Able. Nuff said... |
That now famous
line is glaringly appropriate as I reflect on an educational series I recently began
participating in. That two-day conversation of sharing and learning focused on issues
related to persons with disabilities and oppressive practices known as “ableism.”
My
understanding of ableism is that it’s a form discrimination, intentional or
not, directed toward persons with mental and/or physical disabilities.
Attending that training was, at least in my mind, more a refresher course in
overall intolerance and acceptance than a space where I’d learn anything new. Boy
was I ever wrong.
As I waited for
the session to start, I confidently recalled countless other trainings,
seminars and learning labs I’ve attended, each designed to up my IQ on topics
ranging from racism and poverty to sexism and LGBT issues. And each time I completed
a training, I felt adequately prepared for whatever would come up at the next
round of work. (I can just hear my social justice allies muttering, “There you
go again.”)
From the
beginning I felt out of my league. This was going to be about more than wheelchair
access and impolite stares. Nearly half the people in the room had a disability.

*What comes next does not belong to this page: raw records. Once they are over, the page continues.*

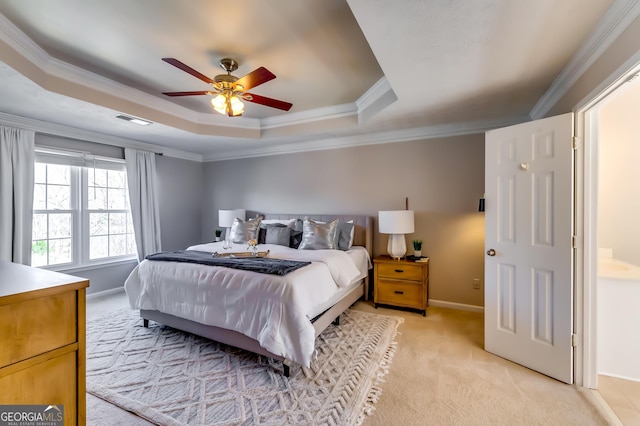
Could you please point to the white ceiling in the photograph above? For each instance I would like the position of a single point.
(356, 71)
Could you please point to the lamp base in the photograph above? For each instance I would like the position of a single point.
(397, 246)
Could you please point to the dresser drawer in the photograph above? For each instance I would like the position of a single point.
(400, 294)
(53, 381)
(400, 271)
(36, 326)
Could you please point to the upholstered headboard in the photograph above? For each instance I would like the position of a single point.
(363, 225)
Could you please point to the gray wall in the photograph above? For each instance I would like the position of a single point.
(180, 199)
(443, 179)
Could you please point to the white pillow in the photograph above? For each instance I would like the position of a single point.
(353, 231)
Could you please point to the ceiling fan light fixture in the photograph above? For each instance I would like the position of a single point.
(219, 103)
(228, 104)
(237, 107)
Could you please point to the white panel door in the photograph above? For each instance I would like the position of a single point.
(529, 228)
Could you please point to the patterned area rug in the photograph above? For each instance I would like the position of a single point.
(174, 378)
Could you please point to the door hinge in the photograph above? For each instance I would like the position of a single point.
(575, 142)
(575, 241)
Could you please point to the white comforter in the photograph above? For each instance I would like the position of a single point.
(268, 308)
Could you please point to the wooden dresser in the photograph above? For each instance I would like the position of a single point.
(42, 339)
(401, 283)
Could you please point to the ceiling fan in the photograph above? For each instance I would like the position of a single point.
(229, 89)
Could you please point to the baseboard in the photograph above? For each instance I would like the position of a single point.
(459, 306)
(105, 293)
(601, 406)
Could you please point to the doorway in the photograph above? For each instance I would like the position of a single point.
(599, 184)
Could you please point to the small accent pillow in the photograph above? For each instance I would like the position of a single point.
(241, 232)
(278, 235)
(262, 233)
(344, 235)
(317, 235)
(296, 239)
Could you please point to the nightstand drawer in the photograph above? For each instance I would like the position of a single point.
(400, 271)
(401, 294)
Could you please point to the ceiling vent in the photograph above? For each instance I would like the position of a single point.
(135, 120)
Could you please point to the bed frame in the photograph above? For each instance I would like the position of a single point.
(363, 235)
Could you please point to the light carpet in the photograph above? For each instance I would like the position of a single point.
(174, 378)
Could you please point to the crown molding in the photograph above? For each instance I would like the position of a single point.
(617, 18)
(51, 66)
(407, 135)
(90, 136)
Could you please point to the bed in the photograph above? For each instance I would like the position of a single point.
(270, 315)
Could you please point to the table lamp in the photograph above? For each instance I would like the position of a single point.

That got me thinking about how our ‘abled’ society has done a superb (I use the
term with disdain) job warehousing, marginalizing and just plain ignoring disabled
persons, rendering them for all intents and purposes invisible.
The group
brought up issues almost immediately that let me know just how superficial my
understanding was about this important human rights issue. Early in the session,
a bearded guy with cerebral palsy shared his experiences as a disabled person.
He unnerved me as he spoke and here's why.
I've been
around persons with cerebral palsy before and was familiar with its effects on
the human body. What rattled me was the fact that as I listened to him speak; it
took an incredible amount of effort for him to communicate – at least from my
perspective. As he slowly but surely expressed his thoughts to the room, I found
myself lost in a self-centered fog over just how much privilege I have. I am able
to communicate with people without even thinking about it.
I make my
living as a communicator; writing and speaking is what I do. As I sat there I thought,
what if I was in his shoes? For a time I tumbled down a bottomless pit of self
pity, racked with shame and guilt. Why? Because it was hitting me in the face
none too subtly that all of my life I had taken for granted my ability to do
things that for others might be an incredible challenge.
Me – with all
my racism training and reading about sexism and working with organizations
focused on poverty and studying about gay rights – possessing near ignorance
about what it truly means to be disabled in American society. There I go again.
Fortunately, with
the help of the bearded guy and others, their sharing, along with mine, I climbed
my way out of that dark emotional hole. I’m still a work in progress, but have
an emerging insight into the disabled community and its rich, complex reality.
I also have acquired a great deal more understanding about the insidious nature
of ableism. One thing I know for certain is there’s a lot I still don’t know
but look forward to learning. I plan to get that knowledge through books, the
educational series I’m participating in, and meaningful conversations.